ThorstenFalk commented 5 years ago

Additional related tasks can indeed help networks to focus on relevant information. It would be an interesting experiment to compare the mentioned modes of supervision. So, I encourage you to try it out, I have no clear favorite but would be interested in the outcome.

BolekZapiec commented 5 years ago

Thanks for your encouragement, I've tried it out. My testing seems to indicate that it's better to add the contextual information by first pre-segmenting the tissue of interest, masking it, then running the second step of segmentation/detection independently. Particularly as this let me do some morph operations on the resulting mask before masking the RGB image for the next step.

In the process I did encounter a few more questions about the data the plugin wants I was hoping you might be willing to enlighten me on:

1- For multi channel 2D images, does it matter if it's a composite or RGB? does it matter if some images (training or testing) are 8bit and others are 16bit? in other words, if I train the model with a 3x 16bit RGB composite, can it later apply it to different format and have it work?

2- For a 2D multi channel image, does it matter if the ROIs are on single channel (roi positions as they become relevant in 3D) or does it ignore this aspect? In other words, if I put a roi only on the green channel - will it only learn based on the info in that channel or will it still consider the other channels when building the model?

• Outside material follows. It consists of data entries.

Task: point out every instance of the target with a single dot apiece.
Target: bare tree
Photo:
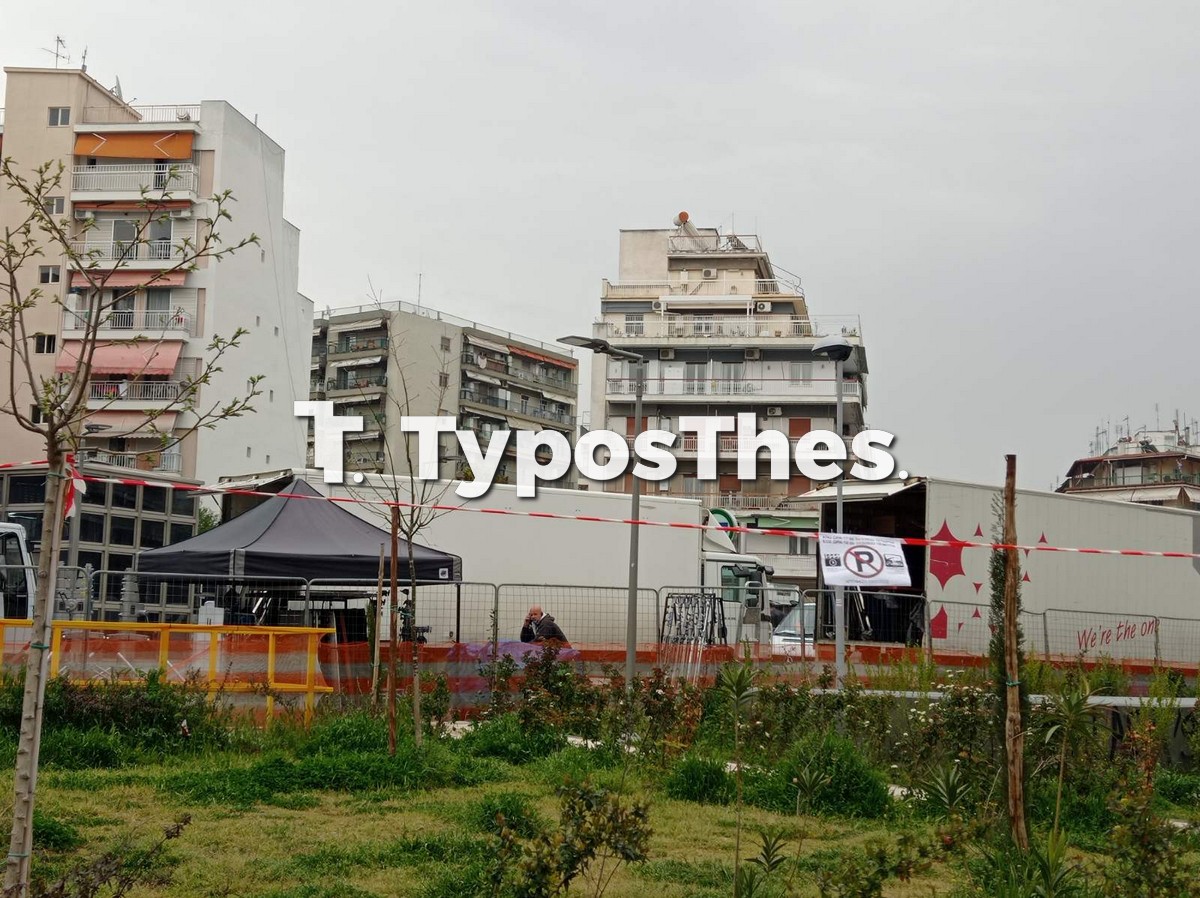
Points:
(408, 510)
(60, 402)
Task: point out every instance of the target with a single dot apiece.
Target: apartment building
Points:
(724, 331)
(155, 336)
(384, 360)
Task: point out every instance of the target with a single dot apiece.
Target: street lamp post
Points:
(838, 349)
(603, 347)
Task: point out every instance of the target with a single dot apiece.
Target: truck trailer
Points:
(1125, 608)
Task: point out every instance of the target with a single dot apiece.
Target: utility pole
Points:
(1014, 735)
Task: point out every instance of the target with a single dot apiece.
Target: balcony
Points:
(166, 462)
(147, 253)
(756, 389)
(707, 329)
(168, 324)
(177, 179)
(117, 391)
(521, 408)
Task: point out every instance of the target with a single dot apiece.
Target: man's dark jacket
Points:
(543, 630)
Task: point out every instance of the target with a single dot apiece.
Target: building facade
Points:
(724, 331)
(399, 359)
(1159, 467)
(135, 195)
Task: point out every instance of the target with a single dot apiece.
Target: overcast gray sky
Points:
(1007, 193)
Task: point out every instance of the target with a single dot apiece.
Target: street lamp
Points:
(603, 347)
(838, 349)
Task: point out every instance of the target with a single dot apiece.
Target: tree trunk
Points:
(1014, 735)
(21, 845)
(393, 650)
(417, 645)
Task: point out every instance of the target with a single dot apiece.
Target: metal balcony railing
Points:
(137, 319)
(129, 251)
(167, 462)
(133, 178)
(135, 390)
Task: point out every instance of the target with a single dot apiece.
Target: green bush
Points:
(700, 779)
(508, 738)
(853, 786)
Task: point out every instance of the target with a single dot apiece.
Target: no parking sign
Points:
(853, 560)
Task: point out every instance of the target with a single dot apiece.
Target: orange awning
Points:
(131, 279)
(118, 423)
(539, 357)
(159, 144)
(137, 358)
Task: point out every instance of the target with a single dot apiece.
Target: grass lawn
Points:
(324, 844)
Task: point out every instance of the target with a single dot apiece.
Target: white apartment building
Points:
(395, 358)
(157, 333)
(724, 331)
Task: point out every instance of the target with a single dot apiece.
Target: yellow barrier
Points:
(217, 638)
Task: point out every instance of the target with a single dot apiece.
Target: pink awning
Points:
(118, 423)
(139, 358)
(131, 279)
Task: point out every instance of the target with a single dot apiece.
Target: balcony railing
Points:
(522, 408)
(139, 321)
(135, 390)
(720, 286)
(357, 343)
(701, 327)
(759, 388)
(130, 251)
(168, 462)
(133, 178)
(115, 114)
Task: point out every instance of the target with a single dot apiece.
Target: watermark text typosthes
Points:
(816, 455)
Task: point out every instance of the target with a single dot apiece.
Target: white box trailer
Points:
(1120, 606)
(588, 560)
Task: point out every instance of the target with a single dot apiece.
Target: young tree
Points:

3- For a 3D segmentation, if the data is not isotropic (e.g. 1µm x 1µm x 5µm) is this a problem? I see in the supplemental data that dense 3D ground truth segmentation isn't so critical for the performance and sparse training with select sections here n there results in nearly as good results as dense segmentation training. Does this mean that 3D pixel relationships aren't critical as it models voxels as isotropes of xy pixels?

4-For generating 3D segmentation data, it's stated that the labels should be instantiated with a #, e.g. cell#1 cell#2. Is this supposed to result in a 3D segmentation of individual instances of objects (not necessitating morphological separation afterwards?) Is there any sample data with this working available anywhere?

Sorry for piling all these into a reply on this thread - let me know if you'd rather I split these into 4 new posts instead.

ThorstenFalk commented 5 years ago

Interesting questions:

  1. RGB will be converted to 3 channels automatically. The color information is not used, the channel order is important and must be the same as during training. Warning: If your training images had three channels, the first blue, the second green and the third red, an RGB image looking the same will be converted to first red, second green, third blue which is a channel permutation and will not be recognized! Each channel is independently normalized. 1b. Changing the bit depth is not ideal for the models but they should still produce reasonable outputs because the channels are min-max normalized and treated as floating point values. There are subtle differences in discretization, which a human does not recognize, but the network could. If you have images with different bit depth, ideally you train on examples of both.
  2. It does not matter in which channel you place the ROIs, the intensities of all channels of a specific spatio-temporal location are treated as one piece of information. If you want to train a model that can cope with missing channels you will have to set missing channels to value zero explicitly (Beware of division by zero during normalization, I have to check whether I considered this case).
  3. Anisotropy is no direct problem. You have different ways of approaching it. Usually I use 2D-only operations at highest resolution until voxels are approximately isotropic and then move on with 3D operations. You could also change the sampling during finetuning (by changing the process element size), so that the volume is rescaled to isotropic voxels before they are fed to the network. The latter has the advantage, that delineation of different objects in z-direction becomes easier, because usually this resolution is increased, but the architecture is heavier, because you have to use 3D operations throughout. Avoid out-of-plane rotations for augmentation though, because they produce unrealistic images.
  4. The final segmentation is still only a semantic segmentation, I am sorry, you will still need morphological operations. The instance labels are important to generate background ridges between the instances so that the network at least has a chance to generate separated binary masks that allow connected component labeling.